# Help with stella and chewy frozen patty feeding amounts



## Happyhome (Jan 20, 2013)

Hi, I have read through some of these threads and have seen a few comments on dogs eating less than recommended by Stella and chewy s calculator. 

I have a chi that is 6.3 pounds and it recommends 3 of the small frozen patties for the chicken per day, 2.5 for the beef, and 2 a day for the lamb. 

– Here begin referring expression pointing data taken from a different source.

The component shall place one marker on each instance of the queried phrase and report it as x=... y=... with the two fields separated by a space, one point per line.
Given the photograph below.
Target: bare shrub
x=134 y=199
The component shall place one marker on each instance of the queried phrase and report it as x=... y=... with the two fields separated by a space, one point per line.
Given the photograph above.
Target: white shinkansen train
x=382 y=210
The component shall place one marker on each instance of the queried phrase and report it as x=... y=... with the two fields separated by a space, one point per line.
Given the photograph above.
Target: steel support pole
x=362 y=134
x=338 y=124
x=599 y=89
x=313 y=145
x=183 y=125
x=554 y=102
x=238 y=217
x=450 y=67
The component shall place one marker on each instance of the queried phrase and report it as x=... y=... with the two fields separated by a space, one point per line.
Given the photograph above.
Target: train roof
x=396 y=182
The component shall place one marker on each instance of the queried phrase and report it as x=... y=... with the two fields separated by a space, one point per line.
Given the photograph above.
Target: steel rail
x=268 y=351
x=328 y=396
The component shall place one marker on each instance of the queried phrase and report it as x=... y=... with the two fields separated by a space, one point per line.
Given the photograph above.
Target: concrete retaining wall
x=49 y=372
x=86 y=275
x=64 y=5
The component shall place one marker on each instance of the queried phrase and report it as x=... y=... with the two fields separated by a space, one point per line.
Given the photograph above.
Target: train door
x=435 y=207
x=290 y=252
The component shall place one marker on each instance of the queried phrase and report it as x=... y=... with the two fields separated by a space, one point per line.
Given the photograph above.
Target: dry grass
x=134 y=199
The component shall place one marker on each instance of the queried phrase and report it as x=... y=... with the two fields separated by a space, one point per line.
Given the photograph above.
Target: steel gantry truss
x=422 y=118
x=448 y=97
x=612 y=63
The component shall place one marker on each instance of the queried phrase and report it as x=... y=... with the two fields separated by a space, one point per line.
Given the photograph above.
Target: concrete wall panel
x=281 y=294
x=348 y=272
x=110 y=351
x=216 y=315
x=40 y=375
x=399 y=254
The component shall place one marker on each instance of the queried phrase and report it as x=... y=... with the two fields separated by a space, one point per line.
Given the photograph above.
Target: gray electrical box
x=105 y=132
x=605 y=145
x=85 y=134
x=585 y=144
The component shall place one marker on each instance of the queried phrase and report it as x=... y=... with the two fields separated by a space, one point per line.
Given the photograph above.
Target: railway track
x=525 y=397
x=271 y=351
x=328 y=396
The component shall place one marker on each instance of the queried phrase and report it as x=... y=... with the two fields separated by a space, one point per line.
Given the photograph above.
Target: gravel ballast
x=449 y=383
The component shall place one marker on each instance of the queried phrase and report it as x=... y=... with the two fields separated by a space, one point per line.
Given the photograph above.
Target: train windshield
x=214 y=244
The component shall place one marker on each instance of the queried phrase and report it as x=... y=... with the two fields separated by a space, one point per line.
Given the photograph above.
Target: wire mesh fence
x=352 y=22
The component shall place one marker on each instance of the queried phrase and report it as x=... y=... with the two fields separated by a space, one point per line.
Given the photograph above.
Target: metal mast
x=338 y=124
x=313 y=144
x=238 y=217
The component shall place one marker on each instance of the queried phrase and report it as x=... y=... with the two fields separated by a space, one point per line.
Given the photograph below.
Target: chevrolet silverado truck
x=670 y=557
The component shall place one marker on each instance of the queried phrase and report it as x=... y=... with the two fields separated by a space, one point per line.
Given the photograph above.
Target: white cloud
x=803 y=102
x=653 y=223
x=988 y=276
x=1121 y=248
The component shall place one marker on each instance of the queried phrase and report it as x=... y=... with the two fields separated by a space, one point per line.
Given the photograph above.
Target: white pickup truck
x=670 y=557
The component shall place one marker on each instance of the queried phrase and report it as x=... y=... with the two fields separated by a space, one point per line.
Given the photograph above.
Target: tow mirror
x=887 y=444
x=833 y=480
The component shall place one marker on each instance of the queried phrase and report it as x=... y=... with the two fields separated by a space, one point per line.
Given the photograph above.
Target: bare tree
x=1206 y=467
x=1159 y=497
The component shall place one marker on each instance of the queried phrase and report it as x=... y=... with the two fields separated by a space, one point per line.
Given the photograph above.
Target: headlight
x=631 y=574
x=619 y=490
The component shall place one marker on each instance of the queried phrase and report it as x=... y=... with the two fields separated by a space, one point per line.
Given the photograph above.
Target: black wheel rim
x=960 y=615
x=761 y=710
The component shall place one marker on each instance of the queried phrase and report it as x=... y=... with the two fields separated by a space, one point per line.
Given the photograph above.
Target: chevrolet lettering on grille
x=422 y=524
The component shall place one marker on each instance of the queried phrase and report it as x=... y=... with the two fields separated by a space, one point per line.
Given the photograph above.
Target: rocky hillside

I am currently feeding a grain free kibble and was free feeding and since I had a larger dog here I didn't know how much she ate only that it was a small amount. The grain free kibble tells me about 3/4 c a day which is about 3oz of it for her. So today I started measuring while holding back all treats and put in 1/4 cup this morning and she didn't finish it before she was done. I added another 1/4 cup at lunch time and she has not eaten any of it so far. 
I am trying to figure out if she will really eat that much of the stella and chewys any thoughts? For those that feed it do your dogs eat less, more or the exact about recommended for the frozen stella patties?


----------



## Happyhome (Jan 20, 2013)

A half cup of my grain free is 185. Two of the small frozen dandy lambs, the suggested size by their calculator, are 170. Then .25 of the 8 oz (as suggested by them) daily is only 117.5. 
I was thinking I could do the 80z cut into four pieces and it was last a little more than a month so not bad at all but then I figured the calories and if I did it that way she would be getting considerably less calories.


----------



## Evelyn (Oct 14, 2012)

Hope someone helps you soon, I don't feed that brand so I know nothing about it. I had a hard time figuring out how much Fromm and Ziwipeak to feed my dogs. I is a pain, good luck.


----------



## susan davis (Mar 25, 2011)

I always think that the amount on the package is too much. With the S & C's freeze dried food I gave mine about 1/2 a pattie for a meal.


----------



## Happyhome (Jan 20, 2013)

susan davis said:


> I always think that the amount on the package is too much. With the S & C's freeze dried food I gave mine about 1/2 a pattie for a meal.


Half the 1.5 ounce patty? I am assuming not half the 8ounce. LOL. How big is your chi?


----------